# Building a NN

Welcome to building NNs for hand-written digit classification. In this workbook we'll take you through the main steps of building a decent categorisation algorithm for digits 0-9:


1.   Setting up the workbook for MAXIMUM SPEED
2.   Loading the required modules for the workbook to work
3.   Loading the data and analysing the data 
4.   Pre-processing the data - **honestly, this is the dull bit**
5.   Defining a model
6.   Training a model
7.   Testing the model

And then we're going to do it all over again for CNNs!

### 1. MAXIMUM SPEED

Google Colab generously gives you one GPU (graphics processing unit) to run computations on.
A GPU is much quicker than a CPU, in that it can perform many more FLOPs (floating point operations [read "calculations"]) per second.

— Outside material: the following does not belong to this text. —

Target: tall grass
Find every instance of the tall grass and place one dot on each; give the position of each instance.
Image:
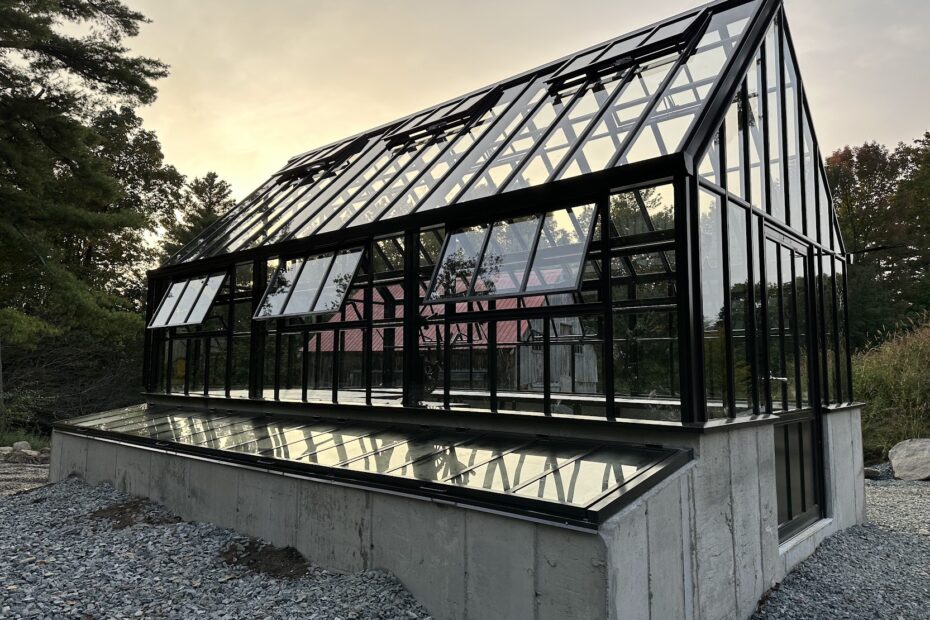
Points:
(893, 379)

To turn this feature on go to:
Edit > Notebook Settings > Change the hardware accelerator to GPU


In [0]:
# If this code runs and says "Found GPU ..." etc then congrats, you've turned the computation machine to full volume

import tensorflow as tf # Importing our first module (as below) but we need it 
                        # earlier to check whether we have the GPU running in the correct place!
device_name = tf.test.gpu_device_name()
if device_name != '/device:GPU:0':
  raise SystemError('GPU device not found')
print('Found GPU at: {}'.format(device_name))

### 2. Loading the required modules

Python relies on loading in other modules and libraries that have special in-built functions for tasks that we want to perform. 

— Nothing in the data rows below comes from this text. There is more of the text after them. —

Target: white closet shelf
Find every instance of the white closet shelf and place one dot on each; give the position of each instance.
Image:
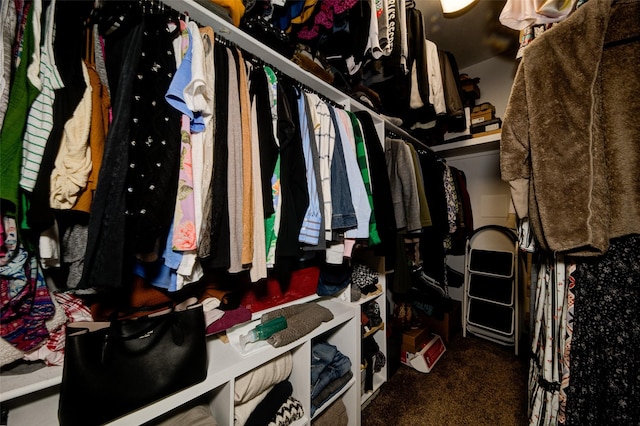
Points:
(14, 386)
(469, 146)
(223, 368)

Keras (which is a higher-level abstraction of tensorflow) is a super easy API which has pre-programmed a lot of the dependancies and code necessary to completely build and train a neural net.

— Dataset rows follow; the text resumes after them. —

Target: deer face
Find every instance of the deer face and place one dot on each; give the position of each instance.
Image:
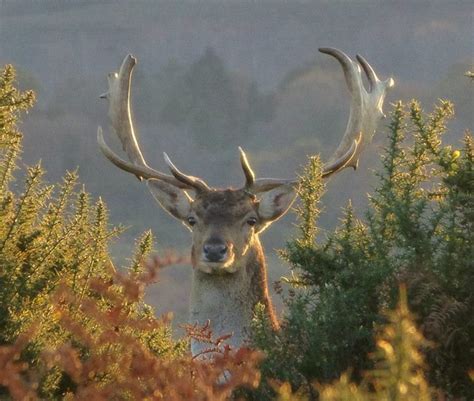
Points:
(224, 223)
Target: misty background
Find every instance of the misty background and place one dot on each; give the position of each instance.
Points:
(213, 75)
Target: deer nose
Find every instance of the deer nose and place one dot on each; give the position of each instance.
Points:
(215, 251)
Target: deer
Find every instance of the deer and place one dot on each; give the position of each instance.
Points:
(229, 270)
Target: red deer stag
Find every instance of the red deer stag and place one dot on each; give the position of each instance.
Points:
(229, 275)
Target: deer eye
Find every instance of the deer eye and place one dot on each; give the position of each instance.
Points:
(251, 221)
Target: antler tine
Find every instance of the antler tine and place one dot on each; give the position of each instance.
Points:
(188, 180)
(365, 110)
(248, 172)
(365, 113)
(140, 171)
(120, 118)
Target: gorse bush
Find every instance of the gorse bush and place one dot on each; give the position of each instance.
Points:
(73, 327)
(70, 325)
(418, 231)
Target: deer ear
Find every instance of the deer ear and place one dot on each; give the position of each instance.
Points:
(276, 202)
(174, 200)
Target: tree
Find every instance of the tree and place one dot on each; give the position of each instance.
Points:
(418, 231)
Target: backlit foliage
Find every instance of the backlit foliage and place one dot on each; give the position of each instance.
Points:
(71, 326)
(417, 231)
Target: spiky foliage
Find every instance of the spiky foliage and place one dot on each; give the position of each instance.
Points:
(398, 374)
(418, 231)
(51, 234)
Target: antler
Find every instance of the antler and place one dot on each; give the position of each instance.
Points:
(120, 118)
(365, 113)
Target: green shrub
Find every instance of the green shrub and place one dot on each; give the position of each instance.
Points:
(418, 231)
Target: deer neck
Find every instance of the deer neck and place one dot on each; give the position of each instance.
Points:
(228, 301)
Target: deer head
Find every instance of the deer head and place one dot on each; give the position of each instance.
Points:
(225, 223)
(229, 267)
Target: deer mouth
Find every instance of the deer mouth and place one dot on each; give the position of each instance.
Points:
(222, 267)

Next to each module I've included a comment about wtf it does.

In [0]:

import numpy as np   # Loading in numpy (a module for vector / array calculations) anc calling it "np"
np.random.seed(123)  # As the models are initiated randomly, then we set the seed on this workbook so that it isn't random and we all get the same output.
import tensorflow as tf # Importing our first module (as below) but we need it 

from keras.models import Sequential, load_model # Keras holds all the tools, here we're accessing its "models" library 
                                                # and installing the "Sequential" model that allows us to stack all the layers 
                                                # in the CNN and it takes care of all the maths and setup. load_model allows us to
                                                # load previously saved models.


from keras.layers import Dense, Dropout, Activation, Flatten 
# Dense: the old fully-connected layer
# Dropout: randomly drops out some of the connections during each training phase (may be helpful in comp...)
# Activation: your choice of activation function to apply for non-linearities
# Flatten: transforms from high-dimension to a 1D vector

from keras.layers import Conv2D, MaxPooling2D  # Convolution2D: finds the 2D features; MaxPooling2D reduces the dimensionality of the features	
from keras.utils import np_utils # This allows us to manipulate the data a bit easier later

from keras.callbacks import ModelCheckpoint # Allows us to store versions of the model as it goes through its training, 
                                            # may be useful in competition time...


from keras.datasets import mnist	# The lovely people at Keras already have the data for us ready in a nice format, so might as well use it


from matplotlib import pyplot as plt  # Some plotting 

### 3. Loading the data and analysing the data 

It's important we have separate test and train sets for our data so that we can comparatively measure the performance between models on unseen data.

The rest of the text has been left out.